Guarantors are also not keen to actually have to pay the costs which a borrower cannot pay.
The thing is as we are paying it back over 30/40 years the increased capacity and the improved corporate facilities plus sponsorship due to naming rights and the prime location will pay for itself.
Say we did go down and we had reduced capacity and ticket prices due to being in the lower division, assuming we average £29 per ticket with a capacity of 35k at Goodison and 50k at the new stadium, then the return will be:
GP = £23,345,000
BM = £33,350,000
The cost of borrowing including the councils 4 million a year on top would be anywhere between 12-20 million depending on length of loan and interest rates. We would have made 10 million of that back through the ticketing and at a lower estimate we should be able to pull in 5 million per year for naming rights. That could mean we are a few million up or need to pay out a a few for a spanking new stadium on the Mersey. Not bad eh?
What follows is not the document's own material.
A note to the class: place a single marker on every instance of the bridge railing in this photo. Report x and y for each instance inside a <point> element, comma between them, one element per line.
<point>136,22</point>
If you go to the full capacities then it works out something like this per season: (assuming BM will be 60k)
GP = £26,346,500
BM = £40,020,000
This again doesn't take into account that the corporate side will be much better at Bramley Moore than at Goodison.
When you go up to full ticket prices being in the prem and the extra sponsorship, if we can secure european games then the differences will grow further again. It is worth the risk, sometimes you have to speculate to accumulate, not even mentioning the prestige of being in that location, which could be a major factor in whether we can break out of the other lots shadow.
From a business perspective this is a complete no brainer.